16L’Économie de la Solidarité
L’origine de la philanthropie
Du grec philos (ami) et anthropos (homme) la philanthropie est une
philosophie qui met « l’homme et donc l’humanité au premier rang de ses
priorités ».
Le philanthrope, ami des hommes veut améliorer le sort de ses semblables,
les nécessiteux, les malheureux, les malades, les désespérés, les jeunes, les
adultes, les vieillards…
La philanthropie s’oppose naturellement à la misanthropie dont Molière nous
donne les grands traits, celle-ci pouvant s’accompagner au-delà du « ne rien
faire » par une forme de méchanceté dirigée contre les hommes en
particulier et l’humanité en général.
Les exemples sont nombreux et on ne pourra les mentionner tous ; on ne
pourra évidemment pas parler par exemple des soixante mille fondations
existantes aux USA, ni des soixante mille associations françaises oeuvrant
dans la sphère de la solidarité.
On n’aura garde cependant d’oublier les accrocs, heureusement rares, les
scandales largement relatés par les médias, escroqueries ou naïvetés en tous
genres qui jettent une ombre sur toutes ces actions et la malhonnêteté de
quelques-uns engagés dans ces actions qui doivent rester désintéressées.

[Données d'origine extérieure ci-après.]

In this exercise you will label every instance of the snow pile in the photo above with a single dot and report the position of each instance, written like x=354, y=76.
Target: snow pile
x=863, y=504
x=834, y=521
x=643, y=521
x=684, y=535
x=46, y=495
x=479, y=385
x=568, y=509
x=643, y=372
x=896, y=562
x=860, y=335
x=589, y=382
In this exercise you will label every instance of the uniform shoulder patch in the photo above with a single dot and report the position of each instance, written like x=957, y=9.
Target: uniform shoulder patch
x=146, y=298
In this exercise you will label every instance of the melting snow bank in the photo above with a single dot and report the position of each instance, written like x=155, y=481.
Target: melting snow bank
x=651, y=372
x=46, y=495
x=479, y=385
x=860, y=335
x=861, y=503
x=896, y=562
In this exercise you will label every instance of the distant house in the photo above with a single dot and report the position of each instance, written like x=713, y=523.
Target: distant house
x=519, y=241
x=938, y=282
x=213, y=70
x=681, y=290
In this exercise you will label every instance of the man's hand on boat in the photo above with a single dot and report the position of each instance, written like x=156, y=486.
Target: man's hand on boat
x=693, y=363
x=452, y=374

En France, on utilisera souvent le terme de solidarité pour montrer cet intérêt
de l’homme pour l’homme, dans les pays anglo-saxons ce sera la
philanthropie qui l’emportera.
D’origine très ancienne, la philanthropie comprend dans ses rangs les
mécènes, terme qui tire son nom d’un Romain, Mécène (69 – 8 avant JC)

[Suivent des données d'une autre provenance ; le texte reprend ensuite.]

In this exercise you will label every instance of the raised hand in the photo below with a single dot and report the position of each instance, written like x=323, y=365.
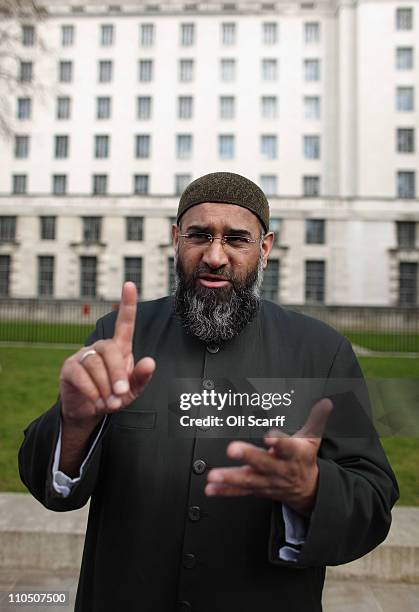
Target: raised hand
x=101, y=378
x=286, y=472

faisant partie de l’entourage d’Auguste et connu pour ses générosités.
Des penseurs et des philosophes vont mettre en avant ces termes, dans leurs
écrits ou leurs actions, ainsi le Grec Aristote dans son Éthique à Nicomaque
ou le Romain Cicéron dans Des devoirs.
Par la suite et à notre époque femmes et hommes célèbres, ou qui le sont
devenus, laisseront leur nom dans cette histoire éternelle, le Docteur
Schweitzer, l’Abbé Pierre « the french Doctor » Bernard Kouchner, Mère
Térésa, Bill Clinton, et Bill Gates passé de l’industrie à la philanthropie…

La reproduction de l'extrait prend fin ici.